In fact, the government itself has not been able to fully install the Central Effluent Treatment Plant (CETP). Proper treatment of toxic waste discharged by the tanneries was described as a key objective of the whole relocation move.
On January 9, Industries Minister Amir Hossain Amu asked the tanners to move to Savar within 72 hours. However, following negotiations with the tanners, the deadline was first extended to March 1 and then to March 31.
Having failed to relocate these polluting factories within the last deadline, the government yesterday deployed police to prevent raw hide supply to the Hazaribagh tanneries.
Visiting the Savar estate yesterday, this correspondent found that none of the factories has been fully constructed.
Some factory owners have not even completed the piling works for construction. Some others are still setting up hide processing drums and other equipment, which means they will need a month or two more to be ready for operation.

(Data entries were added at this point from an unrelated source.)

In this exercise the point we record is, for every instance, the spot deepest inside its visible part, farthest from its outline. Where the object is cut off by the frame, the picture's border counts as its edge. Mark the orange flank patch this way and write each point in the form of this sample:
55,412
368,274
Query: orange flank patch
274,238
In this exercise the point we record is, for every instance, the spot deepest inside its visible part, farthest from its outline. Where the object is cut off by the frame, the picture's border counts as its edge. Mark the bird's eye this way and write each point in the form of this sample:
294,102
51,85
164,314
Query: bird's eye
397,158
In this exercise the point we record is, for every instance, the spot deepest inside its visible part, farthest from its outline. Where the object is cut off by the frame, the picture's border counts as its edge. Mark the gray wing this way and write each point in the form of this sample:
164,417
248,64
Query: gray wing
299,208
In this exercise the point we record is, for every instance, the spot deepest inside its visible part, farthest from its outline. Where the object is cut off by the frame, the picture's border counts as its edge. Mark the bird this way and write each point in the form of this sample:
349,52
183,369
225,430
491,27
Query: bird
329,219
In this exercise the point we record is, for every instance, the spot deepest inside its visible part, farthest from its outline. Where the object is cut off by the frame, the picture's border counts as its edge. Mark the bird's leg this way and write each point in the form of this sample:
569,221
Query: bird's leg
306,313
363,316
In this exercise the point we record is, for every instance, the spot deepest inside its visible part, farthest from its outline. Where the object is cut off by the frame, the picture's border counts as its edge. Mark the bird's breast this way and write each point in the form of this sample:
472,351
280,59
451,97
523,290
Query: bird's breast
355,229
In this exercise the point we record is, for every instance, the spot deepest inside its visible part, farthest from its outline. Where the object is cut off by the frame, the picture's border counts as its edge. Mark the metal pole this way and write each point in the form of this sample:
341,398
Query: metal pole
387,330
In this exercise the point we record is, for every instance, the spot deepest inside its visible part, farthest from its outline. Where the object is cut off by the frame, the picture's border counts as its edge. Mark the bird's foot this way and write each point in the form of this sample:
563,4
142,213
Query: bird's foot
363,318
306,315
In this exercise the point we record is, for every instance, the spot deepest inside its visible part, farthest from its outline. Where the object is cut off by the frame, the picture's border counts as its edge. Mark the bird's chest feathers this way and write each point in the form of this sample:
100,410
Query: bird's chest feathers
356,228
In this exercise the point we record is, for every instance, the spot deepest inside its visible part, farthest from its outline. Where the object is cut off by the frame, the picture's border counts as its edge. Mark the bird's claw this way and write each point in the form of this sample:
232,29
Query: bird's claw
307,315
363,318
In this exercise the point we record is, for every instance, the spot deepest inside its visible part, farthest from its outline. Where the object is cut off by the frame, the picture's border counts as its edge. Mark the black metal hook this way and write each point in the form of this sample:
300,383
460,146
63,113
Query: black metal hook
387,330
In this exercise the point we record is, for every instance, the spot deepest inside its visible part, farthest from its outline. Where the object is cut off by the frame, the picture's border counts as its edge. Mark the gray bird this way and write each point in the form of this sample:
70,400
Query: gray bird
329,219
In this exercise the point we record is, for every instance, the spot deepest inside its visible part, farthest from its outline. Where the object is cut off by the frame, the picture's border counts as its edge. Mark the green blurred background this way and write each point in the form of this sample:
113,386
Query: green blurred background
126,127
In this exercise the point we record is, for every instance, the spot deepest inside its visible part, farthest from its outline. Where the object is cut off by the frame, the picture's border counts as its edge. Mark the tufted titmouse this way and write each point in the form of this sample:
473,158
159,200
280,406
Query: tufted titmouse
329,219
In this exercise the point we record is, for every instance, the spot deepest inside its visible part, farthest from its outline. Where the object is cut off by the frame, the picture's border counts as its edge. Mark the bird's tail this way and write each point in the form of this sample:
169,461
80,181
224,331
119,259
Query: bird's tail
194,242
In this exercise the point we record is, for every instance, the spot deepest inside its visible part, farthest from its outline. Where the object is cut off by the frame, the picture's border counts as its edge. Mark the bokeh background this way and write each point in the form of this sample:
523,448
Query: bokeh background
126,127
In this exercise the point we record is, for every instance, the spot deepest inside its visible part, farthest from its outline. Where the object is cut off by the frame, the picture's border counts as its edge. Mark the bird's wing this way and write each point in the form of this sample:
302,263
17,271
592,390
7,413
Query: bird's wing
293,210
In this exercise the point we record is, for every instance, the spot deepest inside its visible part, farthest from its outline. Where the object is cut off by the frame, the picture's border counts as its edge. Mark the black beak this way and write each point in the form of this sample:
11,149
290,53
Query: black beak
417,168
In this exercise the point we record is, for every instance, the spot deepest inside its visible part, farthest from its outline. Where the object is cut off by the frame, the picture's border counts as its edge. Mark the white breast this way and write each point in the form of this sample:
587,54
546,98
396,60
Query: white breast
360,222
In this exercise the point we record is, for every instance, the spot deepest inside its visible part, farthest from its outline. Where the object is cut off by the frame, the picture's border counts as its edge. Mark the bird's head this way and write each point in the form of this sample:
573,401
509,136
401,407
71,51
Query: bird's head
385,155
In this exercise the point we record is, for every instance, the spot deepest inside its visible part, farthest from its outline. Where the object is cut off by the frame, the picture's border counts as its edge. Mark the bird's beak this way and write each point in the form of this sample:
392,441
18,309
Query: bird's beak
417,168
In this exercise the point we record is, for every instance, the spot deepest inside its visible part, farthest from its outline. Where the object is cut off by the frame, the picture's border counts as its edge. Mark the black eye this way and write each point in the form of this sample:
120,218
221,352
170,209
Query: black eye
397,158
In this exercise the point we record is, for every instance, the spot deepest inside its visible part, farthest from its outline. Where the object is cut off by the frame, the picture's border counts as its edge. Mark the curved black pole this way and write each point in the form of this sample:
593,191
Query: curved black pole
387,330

Though the CETP has been connected to the industrial units there through pipelines, the plant itself is yet to be ready for waste treatment.
Also, the factories have not yet got gas and water connections.

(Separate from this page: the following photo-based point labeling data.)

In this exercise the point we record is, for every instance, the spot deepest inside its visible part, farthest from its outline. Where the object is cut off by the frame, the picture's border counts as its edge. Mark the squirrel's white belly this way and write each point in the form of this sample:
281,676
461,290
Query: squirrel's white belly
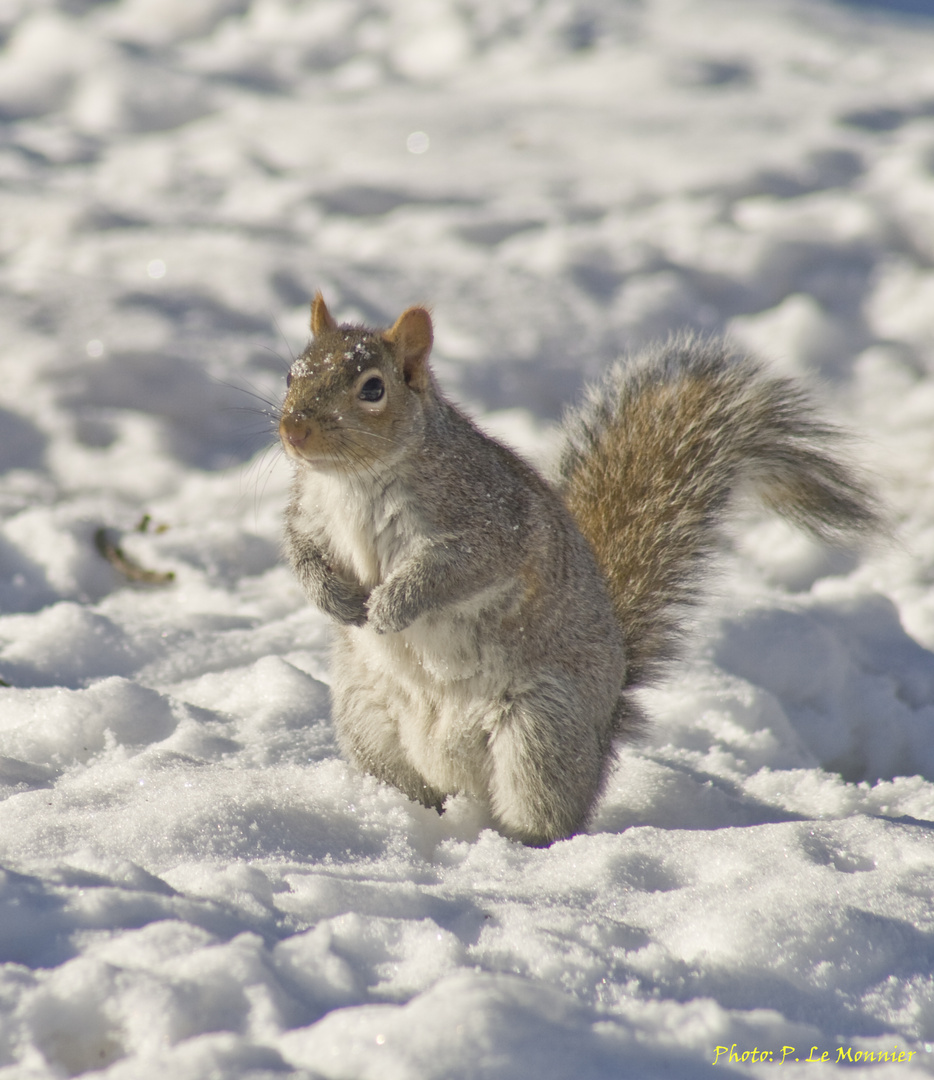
441,694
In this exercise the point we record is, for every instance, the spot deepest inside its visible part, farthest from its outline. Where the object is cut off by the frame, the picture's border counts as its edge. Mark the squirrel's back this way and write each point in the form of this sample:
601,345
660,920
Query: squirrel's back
653,457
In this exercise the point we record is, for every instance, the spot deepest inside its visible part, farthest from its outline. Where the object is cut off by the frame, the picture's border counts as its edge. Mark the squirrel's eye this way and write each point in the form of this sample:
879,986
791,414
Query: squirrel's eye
373,390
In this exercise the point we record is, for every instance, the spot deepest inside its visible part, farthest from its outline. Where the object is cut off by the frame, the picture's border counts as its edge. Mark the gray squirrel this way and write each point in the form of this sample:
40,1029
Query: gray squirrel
491,628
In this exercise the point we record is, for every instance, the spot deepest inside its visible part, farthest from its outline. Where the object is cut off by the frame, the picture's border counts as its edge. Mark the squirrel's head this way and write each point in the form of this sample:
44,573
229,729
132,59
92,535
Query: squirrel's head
355,396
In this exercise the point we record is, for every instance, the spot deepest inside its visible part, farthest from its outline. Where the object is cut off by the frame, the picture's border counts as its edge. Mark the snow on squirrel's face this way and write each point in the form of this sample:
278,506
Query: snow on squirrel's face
354,392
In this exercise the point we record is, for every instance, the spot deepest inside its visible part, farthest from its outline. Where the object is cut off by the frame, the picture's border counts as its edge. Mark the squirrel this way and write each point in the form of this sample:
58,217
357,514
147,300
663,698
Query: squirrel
492,628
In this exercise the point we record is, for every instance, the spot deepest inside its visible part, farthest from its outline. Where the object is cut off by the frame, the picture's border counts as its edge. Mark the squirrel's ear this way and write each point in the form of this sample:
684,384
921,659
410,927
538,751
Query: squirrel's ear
322,320
413,337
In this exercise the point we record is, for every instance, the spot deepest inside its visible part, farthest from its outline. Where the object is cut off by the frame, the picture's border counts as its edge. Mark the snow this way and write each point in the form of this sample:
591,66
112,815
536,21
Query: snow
192,882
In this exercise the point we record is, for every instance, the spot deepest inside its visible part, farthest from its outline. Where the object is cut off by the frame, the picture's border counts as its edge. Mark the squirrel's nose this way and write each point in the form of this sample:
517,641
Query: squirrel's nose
295,430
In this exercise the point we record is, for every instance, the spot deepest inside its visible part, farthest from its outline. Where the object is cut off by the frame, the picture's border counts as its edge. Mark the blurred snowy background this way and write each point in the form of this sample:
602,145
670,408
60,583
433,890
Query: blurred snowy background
193,883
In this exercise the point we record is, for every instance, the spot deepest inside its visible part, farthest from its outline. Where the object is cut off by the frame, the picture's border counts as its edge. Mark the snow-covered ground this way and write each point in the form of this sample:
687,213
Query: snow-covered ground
193,883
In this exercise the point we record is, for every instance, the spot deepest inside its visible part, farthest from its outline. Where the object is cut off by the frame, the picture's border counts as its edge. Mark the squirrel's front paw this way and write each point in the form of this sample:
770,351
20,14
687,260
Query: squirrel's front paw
389,608
344,602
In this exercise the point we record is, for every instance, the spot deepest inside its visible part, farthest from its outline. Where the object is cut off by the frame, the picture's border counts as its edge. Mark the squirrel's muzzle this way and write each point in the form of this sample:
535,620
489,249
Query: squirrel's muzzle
297,433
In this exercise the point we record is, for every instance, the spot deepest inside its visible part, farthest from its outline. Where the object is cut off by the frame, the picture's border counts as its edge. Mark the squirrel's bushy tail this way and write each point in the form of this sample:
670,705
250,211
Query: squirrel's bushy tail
655,453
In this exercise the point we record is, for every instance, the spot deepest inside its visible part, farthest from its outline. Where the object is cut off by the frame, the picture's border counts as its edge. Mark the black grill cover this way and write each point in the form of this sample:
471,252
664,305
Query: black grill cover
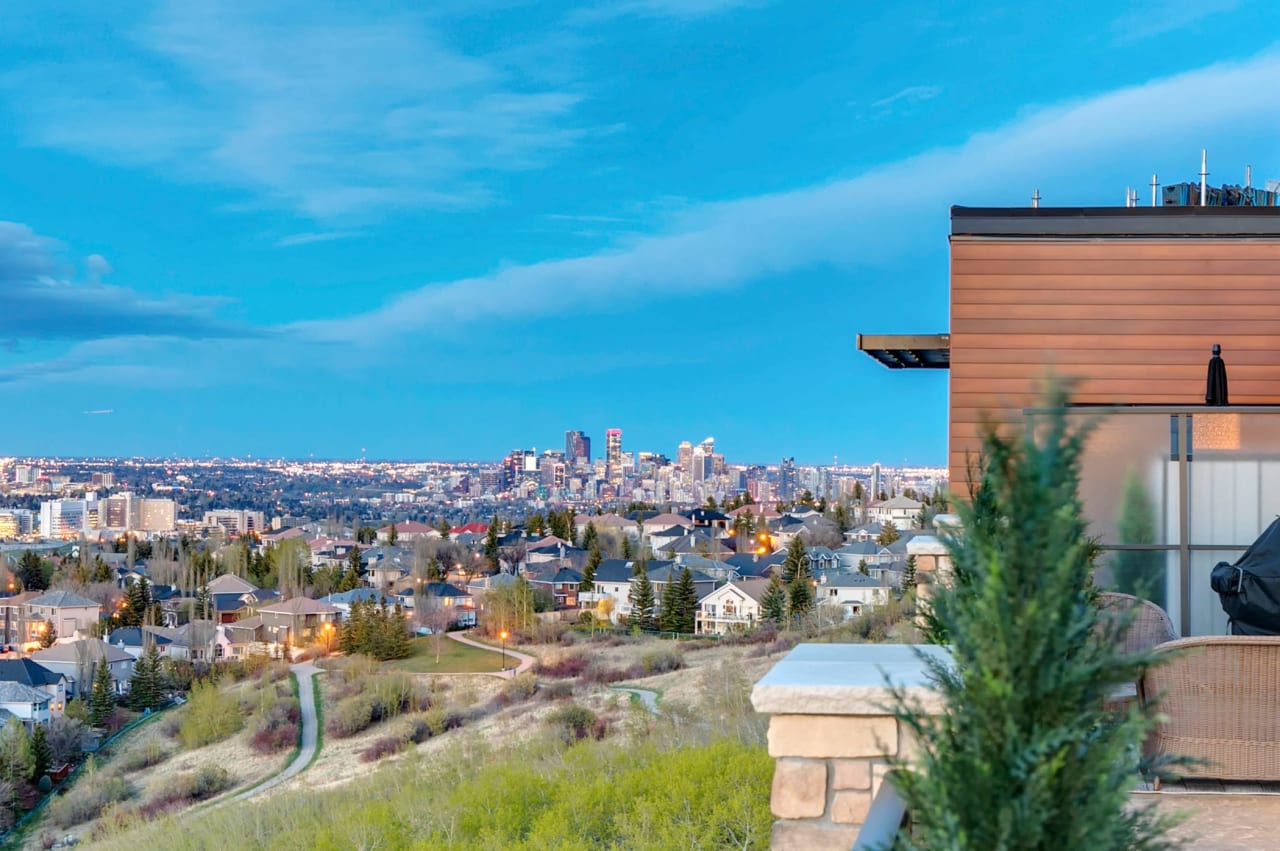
1249,589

"I applied for the connections two months ago. But I have not yet got it," said Md Akhtaruzzaman, owner of Ahsan Habib and Brothers.

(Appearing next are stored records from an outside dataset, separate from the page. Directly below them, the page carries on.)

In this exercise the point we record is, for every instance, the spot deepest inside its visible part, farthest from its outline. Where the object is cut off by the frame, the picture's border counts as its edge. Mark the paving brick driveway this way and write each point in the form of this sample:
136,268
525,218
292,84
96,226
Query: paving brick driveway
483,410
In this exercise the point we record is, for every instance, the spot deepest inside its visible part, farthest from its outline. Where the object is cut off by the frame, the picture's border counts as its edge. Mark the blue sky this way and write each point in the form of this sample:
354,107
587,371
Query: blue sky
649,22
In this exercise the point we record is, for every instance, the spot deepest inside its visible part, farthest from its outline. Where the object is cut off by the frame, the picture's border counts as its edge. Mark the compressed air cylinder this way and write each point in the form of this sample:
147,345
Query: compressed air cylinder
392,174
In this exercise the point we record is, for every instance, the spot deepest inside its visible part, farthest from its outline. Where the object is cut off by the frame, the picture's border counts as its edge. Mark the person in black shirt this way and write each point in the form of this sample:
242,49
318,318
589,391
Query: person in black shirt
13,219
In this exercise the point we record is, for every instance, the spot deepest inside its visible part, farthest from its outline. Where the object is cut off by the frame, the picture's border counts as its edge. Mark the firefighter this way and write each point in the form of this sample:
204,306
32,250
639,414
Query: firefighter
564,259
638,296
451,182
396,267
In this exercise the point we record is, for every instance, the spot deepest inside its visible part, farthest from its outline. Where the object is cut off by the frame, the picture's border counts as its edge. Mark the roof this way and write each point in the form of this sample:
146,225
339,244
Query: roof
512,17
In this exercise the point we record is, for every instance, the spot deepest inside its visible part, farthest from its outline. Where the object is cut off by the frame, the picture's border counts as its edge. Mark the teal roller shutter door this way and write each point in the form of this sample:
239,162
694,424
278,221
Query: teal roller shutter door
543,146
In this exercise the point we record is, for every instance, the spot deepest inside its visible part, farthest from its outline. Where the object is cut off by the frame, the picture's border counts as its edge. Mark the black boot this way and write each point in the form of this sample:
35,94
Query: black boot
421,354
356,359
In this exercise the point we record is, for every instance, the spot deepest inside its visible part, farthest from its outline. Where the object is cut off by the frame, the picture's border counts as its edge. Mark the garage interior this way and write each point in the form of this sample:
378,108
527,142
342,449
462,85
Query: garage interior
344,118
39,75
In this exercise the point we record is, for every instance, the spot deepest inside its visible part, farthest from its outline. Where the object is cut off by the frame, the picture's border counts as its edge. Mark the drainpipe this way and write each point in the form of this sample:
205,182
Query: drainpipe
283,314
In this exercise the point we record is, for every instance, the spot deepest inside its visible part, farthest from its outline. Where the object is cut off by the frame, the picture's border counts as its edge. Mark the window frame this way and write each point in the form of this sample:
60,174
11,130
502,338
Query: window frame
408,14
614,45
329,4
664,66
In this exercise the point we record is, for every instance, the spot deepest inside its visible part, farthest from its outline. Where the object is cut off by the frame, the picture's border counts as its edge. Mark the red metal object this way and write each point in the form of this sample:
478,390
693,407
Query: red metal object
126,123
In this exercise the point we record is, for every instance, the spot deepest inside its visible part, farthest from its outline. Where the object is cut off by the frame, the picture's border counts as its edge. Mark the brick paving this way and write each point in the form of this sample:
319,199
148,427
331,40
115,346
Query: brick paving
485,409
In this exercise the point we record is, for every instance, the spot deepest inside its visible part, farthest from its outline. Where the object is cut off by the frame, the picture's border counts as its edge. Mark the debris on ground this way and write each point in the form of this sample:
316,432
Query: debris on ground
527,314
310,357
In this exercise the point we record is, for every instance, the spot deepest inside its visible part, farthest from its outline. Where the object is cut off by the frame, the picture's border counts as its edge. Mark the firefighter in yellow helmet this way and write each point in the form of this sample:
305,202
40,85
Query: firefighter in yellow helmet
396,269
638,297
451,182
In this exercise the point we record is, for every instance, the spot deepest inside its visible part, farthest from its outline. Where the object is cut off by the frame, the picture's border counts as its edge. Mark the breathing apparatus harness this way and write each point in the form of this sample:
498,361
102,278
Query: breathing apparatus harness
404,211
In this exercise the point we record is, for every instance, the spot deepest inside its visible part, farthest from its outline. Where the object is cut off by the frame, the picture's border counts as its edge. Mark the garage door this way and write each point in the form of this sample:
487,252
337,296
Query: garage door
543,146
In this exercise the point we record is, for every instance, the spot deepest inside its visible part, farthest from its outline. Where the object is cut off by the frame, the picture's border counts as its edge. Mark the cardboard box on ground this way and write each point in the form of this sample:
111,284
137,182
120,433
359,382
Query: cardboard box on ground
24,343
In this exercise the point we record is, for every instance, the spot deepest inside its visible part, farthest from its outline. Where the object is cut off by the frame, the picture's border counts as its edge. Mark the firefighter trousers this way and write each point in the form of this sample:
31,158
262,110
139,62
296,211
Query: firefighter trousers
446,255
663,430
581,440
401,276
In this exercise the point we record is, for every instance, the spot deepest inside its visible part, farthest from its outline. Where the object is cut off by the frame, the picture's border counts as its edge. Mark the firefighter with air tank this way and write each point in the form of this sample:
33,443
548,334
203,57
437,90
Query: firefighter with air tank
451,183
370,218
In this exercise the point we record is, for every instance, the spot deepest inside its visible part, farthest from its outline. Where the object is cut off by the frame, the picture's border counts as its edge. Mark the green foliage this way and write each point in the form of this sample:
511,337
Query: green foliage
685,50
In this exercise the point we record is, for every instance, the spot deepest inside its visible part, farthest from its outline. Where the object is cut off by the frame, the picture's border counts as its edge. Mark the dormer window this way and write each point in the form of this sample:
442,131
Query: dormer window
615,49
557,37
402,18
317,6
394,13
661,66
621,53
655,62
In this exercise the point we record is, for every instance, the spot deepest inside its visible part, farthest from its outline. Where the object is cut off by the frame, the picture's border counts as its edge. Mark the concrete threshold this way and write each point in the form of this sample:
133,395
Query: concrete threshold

He was supervising the construction work of his two-storey factory building at ZE-4 plot on the site.
"Though I have made significant progress in the construction, I will need about a couple of months more to relocate my tannery from Hazaribagh," said Akhtaruzzaman.
Bangladesh Small and Cottage Industries Corporation (BSCIC), the government agency that is implementing the tannery estate project, has approved the lay-out plan of 152 industrial units out of the 155 in the Savar site. Of them, construction of 148 units has started, ministry sources said.
CETP NOT READY
The Hazaribagh tanning factories release thousands of litres of untreated and toxic liquid waste into the Buriganga river every day, posing a serious risk to human and animal health and diminishing the prospects of leather exports.
Considering the health and environmental hazards, the government in 2003 took up a project to relocate the tanneries to Savar.
The tannery estate there was first scheduled to be completed by December 2005. The deadline was then extended several times over the years.
Thirteen years have gone by but the infrastructural development is yet to be completed.
The government plans to initially set up two of the four units of the CETP. Ninety percent work of the two units has been completed but the installation process has been stalled for the last one and a half months and the pipeline network has not been completed either.
"We could not make much progress in construction of the CETP as the Chinese contractor firm did not provide us proper machineries," Prof Delowar Hossain, designer and consultant of the CETP installation, told The Daily Star yesterday.
"The Chinese company was supposed to provide us stainless steel-made water pumps for carrying waste water. But they were providing us normal pumps. We did not accept those."
The BSCIC would sit with the Chinese firm tomorrow to resolve the issue, said the professor of Bangladesh University of Engineering and Technology.
Once in full operation, the two CETP units would be able to treat 13,000 cubic meters of waste a day.
POLICE DEPLOYED AT HAZARIBAGH
Police were deployed around Hazaribagh from yesterday morning to prevent supply of raw hides to the tanneries there.
"We have deployed police at four entry points to Hazaribagh and did not allow hides to be transported to the tanneries. We will continue this until further instructions from the higher authorities," said Mir Alimuzzaman, officer-in-charge of Hazaribagh Police Station.
The police teams sent back two trucks carrying raw hides yesterday.
Despite this, all the tanning factories were found in operation. Workers said they were using raw materials that had been previously stockpiled.